Ern Gillon

Personal information
- Full name: Ernie Gillon
- Born: Parramatta, New South Wales, Australia

Playing information
- Position: Centre
Club
| Years | Team | Pld | T | G | FG | P |
| 1966 | Parramatta | 17 | 0 | 0 | 0 | 0 |
| 1967–70 | Penrith | 63 | 4 | 0 | 0 | 12 |
|  | Total | 80 | 4 | 0 | 0 | 12 |
- Source:

= Ern Gillon =

Australian rugby league footballer

Ernie Gillon is an Australian former professional rugby league footballer who played as a for Parramatta and Penrith in the 1960s and 1970s. Gillon was a foundation player for Penrith and played in the club's first ever game.

==Playing career==
Gillon played in the 1964 third grade team that won Parra's first ever premiership.

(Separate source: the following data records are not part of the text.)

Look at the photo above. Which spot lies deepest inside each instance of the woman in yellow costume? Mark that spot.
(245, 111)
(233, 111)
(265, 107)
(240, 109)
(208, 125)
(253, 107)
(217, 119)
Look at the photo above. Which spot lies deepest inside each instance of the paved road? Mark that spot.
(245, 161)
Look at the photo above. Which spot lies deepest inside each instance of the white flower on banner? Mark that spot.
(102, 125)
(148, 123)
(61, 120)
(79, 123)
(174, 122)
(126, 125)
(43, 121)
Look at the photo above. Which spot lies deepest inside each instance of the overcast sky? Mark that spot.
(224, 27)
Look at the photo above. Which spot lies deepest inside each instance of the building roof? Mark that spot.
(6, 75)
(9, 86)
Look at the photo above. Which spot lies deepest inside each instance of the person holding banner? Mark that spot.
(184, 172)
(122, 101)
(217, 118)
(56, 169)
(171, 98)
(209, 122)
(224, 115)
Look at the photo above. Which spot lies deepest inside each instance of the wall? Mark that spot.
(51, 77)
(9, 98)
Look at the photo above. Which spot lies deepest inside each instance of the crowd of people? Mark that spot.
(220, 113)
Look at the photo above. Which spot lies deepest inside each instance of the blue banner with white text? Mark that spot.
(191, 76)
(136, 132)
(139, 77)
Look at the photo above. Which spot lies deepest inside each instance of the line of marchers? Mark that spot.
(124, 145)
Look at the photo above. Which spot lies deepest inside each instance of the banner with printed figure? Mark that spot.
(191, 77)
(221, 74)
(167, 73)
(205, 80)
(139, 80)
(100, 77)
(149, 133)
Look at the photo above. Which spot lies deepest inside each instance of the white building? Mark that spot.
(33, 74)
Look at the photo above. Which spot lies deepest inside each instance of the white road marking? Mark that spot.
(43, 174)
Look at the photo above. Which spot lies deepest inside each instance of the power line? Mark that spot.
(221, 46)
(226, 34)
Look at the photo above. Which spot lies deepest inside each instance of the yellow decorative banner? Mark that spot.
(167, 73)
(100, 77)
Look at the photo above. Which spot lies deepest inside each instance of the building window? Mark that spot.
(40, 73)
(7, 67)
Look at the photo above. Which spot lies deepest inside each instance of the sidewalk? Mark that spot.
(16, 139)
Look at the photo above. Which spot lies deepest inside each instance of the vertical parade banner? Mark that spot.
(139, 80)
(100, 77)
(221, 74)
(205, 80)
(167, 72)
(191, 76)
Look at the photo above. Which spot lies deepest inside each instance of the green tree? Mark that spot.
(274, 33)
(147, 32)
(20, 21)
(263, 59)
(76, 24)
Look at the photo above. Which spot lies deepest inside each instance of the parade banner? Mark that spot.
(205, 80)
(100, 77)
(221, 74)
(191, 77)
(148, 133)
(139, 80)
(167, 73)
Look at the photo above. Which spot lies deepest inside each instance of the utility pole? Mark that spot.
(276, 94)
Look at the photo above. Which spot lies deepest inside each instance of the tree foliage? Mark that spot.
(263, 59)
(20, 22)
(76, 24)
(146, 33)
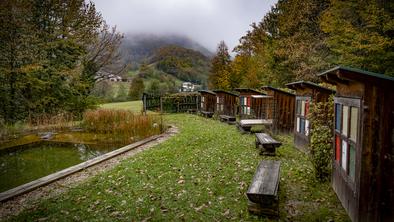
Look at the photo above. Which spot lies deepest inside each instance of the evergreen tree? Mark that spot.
(136, 89)
(45, 46)
(360, 34)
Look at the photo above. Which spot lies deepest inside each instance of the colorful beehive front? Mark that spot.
(363, 169)
(306, 93)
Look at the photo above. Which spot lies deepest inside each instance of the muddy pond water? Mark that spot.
(24, 163)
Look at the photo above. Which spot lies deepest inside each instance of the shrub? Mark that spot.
(321, 116)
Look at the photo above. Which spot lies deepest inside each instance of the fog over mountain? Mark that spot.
(205, 21)
(138, 47)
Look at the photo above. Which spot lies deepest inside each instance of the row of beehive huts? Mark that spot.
(274, 104)
(363, 173)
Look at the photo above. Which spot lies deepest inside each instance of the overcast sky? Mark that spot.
(205, 21)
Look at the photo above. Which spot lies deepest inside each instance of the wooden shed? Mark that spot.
(208, 102)
(245, 104)
(284, 103)
(363, 169)
(306, 93)
(226, 103)
(262, 106)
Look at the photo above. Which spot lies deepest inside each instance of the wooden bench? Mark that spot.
(192, 111)
(227, 119)
(267, 144)
(246, 124)
(206, 114)
(263, 192)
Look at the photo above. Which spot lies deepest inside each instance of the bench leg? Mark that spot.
(268, 150)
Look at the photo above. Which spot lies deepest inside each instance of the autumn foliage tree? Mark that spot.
(298, 39)
(219, 77)
(48, 59)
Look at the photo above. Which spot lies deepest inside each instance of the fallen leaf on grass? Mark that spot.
(198, 209)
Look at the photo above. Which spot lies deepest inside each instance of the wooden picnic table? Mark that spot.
(267, 143)
(263, 191)
(246, 124)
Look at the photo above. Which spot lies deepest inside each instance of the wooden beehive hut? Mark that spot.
(262, 106)
(208, 102)
(226, 103)
(306, 93)
(284, 102)
(363, 169)
(245, 102)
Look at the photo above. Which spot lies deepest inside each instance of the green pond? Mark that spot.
(25, 163)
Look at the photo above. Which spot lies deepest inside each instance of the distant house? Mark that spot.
(187, 87)
(114, 78)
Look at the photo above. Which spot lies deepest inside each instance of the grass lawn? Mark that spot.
(135, 106)
(201, 174)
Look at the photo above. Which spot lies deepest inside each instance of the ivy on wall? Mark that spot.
(321, 116)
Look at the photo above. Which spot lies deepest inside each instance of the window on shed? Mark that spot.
(302, 109)
(346, 134)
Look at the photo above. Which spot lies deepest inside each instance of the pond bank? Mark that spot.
(29, 200)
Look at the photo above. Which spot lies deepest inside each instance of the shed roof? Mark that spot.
(307, 84)
(277, 90)
(260, 96)
(344, 74)
(224, 91)
(248, 90)
(207, 91)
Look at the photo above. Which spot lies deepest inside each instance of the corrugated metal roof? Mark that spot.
(360, 71)
(276, 89)
(294, 85)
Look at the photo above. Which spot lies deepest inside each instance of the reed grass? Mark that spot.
(123, 124)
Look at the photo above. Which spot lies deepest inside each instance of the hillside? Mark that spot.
(136, 48)
(184, 64)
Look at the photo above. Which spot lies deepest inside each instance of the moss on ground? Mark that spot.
(200, 174)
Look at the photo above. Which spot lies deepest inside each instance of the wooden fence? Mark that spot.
(176, 103)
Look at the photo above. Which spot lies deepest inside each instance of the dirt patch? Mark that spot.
(33, 198)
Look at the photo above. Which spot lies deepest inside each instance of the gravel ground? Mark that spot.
(31, 199)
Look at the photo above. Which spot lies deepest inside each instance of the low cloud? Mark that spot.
(205, 21)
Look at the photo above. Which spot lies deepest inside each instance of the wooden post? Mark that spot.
(161, 104)
(144, 103)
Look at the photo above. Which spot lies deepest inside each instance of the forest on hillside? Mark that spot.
(50, 57)
(298, 39)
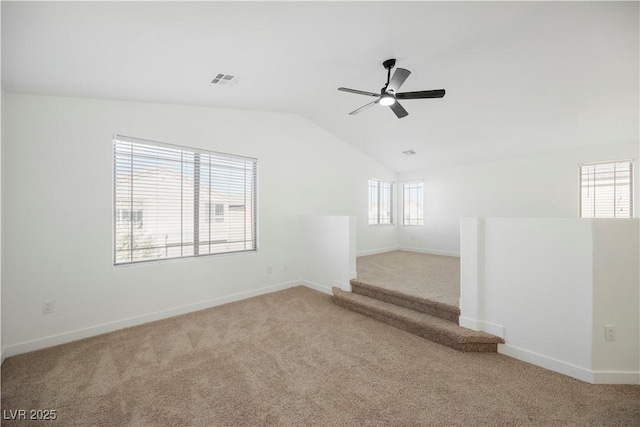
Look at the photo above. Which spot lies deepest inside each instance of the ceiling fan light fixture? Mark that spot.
(387, 100)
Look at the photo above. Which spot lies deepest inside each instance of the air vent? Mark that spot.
(225, 79)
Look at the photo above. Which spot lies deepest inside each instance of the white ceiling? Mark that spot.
(521, 78)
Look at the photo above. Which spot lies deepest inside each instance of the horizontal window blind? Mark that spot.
(380, 202)
(412, 203)
(606, 190)
(174, 202)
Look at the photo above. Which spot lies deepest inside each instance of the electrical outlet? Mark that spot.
(47, 307)
(609, 332)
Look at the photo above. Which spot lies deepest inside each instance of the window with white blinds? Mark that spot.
(380, 202)
(412, 203)
(606, 189)
(175, 202)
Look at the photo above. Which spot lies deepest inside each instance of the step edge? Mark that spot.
(448, 328)
(411, 298)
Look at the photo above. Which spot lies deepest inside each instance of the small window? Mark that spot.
(194, 202)
(380, 202)
(606, 189)
(412, 203)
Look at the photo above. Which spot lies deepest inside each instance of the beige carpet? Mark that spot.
(427, 276)
(295, 358)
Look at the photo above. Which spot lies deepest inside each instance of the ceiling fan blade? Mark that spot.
(438, 93)
(398, 109)
(359, 92)
(398, 79)
(364, 107)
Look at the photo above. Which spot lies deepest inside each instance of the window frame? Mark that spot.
(379, 205)
(193, 221)
(593, 185)
(420, 212)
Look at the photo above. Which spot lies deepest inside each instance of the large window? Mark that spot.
(193, 202)
(606, 190)
(380, 202)
(412, 203)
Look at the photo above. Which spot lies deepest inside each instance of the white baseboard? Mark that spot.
(616, 377)
(547, 362)
(377, 251)
(66, 337)
(429, 251)
(321, 288)
(488, 327)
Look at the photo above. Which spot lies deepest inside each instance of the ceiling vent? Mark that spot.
(225, 79)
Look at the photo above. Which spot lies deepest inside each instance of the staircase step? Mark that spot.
(433, 328)
(423, 305)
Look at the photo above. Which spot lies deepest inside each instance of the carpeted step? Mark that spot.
(433, 328)
(423, 305)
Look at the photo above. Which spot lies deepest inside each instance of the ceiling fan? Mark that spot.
(389, 95)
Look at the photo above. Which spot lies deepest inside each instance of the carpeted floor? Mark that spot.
(295, 358)
(433, 277)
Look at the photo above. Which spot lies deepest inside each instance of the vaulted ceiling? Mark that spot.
(521, 77)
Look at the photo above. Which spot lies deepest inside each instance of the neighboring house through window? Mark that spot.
(606, 189)
(412, 203)
(380, 202)
(194, 202)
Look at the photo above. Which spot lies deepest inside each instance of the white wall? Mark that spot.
(548, 286)
(329, 248)
(57, 212)
(616, 296)
(538, 186)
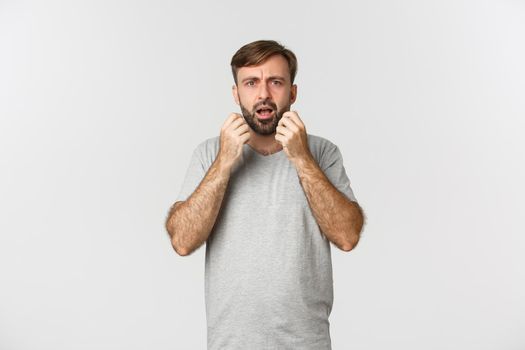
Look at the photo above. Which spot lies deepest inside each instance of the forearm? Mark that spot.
(340, 219)
(189, 224)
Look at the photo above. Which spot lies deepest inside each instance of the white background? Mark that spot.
(102, 103)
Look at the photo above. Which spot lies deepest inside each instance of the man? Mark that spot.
(267, 198)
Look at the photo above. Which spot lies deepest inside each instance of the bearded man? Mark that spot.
(268, 199)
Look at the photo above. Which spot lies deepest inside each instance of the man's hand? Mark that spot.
(291, 134)
(235, 132)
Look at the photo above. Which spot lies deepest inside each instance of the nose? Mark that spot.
(264, 92)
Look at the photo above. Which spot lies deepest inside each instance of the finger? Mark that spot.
(284, 131)
(279, 138)
(289, 124)
(295, 117)
(237, 123)
(242, 129)
(231, 118)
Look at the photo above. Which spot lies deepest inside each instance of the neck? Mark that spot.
(264, 143)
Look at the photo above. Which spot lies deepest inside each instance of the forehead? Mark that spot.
(275, 65)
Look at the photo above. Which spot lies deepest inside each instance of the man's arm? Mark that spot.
(340, 219)
(189, 223)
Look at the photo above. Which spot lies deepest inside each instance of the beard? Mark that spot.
(263, 127)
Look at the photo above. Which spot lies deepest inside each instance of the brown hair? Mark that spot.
(259, 51)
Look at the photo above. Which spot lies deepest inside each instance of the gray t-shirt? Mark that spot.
(268, 268)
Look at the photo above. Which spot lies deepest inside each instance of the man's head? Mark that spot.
(264, 72)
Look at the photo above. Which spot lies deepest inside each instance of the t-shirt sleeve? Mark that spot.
(335, 171)
(194, 175)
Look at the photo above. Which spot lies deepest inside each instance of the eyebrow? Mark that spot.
(273, 77)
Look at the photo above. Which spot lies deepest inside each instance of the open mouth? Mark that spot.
(264, 113)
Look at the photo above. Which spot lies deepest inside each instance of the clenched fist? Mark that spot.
(235, 132)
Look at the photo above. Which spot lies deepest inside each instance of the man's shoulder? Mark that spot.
(207, 148)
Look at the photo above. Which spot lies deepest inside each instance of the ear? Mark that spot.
(293, 93)
(235, 94)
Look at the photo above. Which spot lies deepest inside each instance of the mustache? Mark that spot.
(265, 104)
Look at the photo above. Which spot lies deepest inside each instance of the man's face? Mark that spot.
(264, 93)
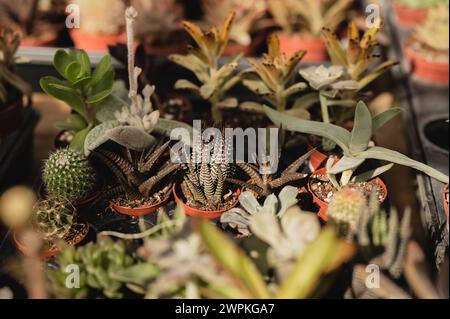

He made his first grade debut for Parramatta in 1966 and played 16 times for the club in his only season there. In 1967, Gillon made the switch to newly admitted side Penrith and played in the club's first ever game which was a 15–12 defeat against Canterbury. Gillon played with Penrith for the next 3 seasons as the club struggled near the bottom of the ladder narrowly avoiding the wooden spoon. Gillon later played for Ryde - Eastwood, winning the 2nd Division title in 1972.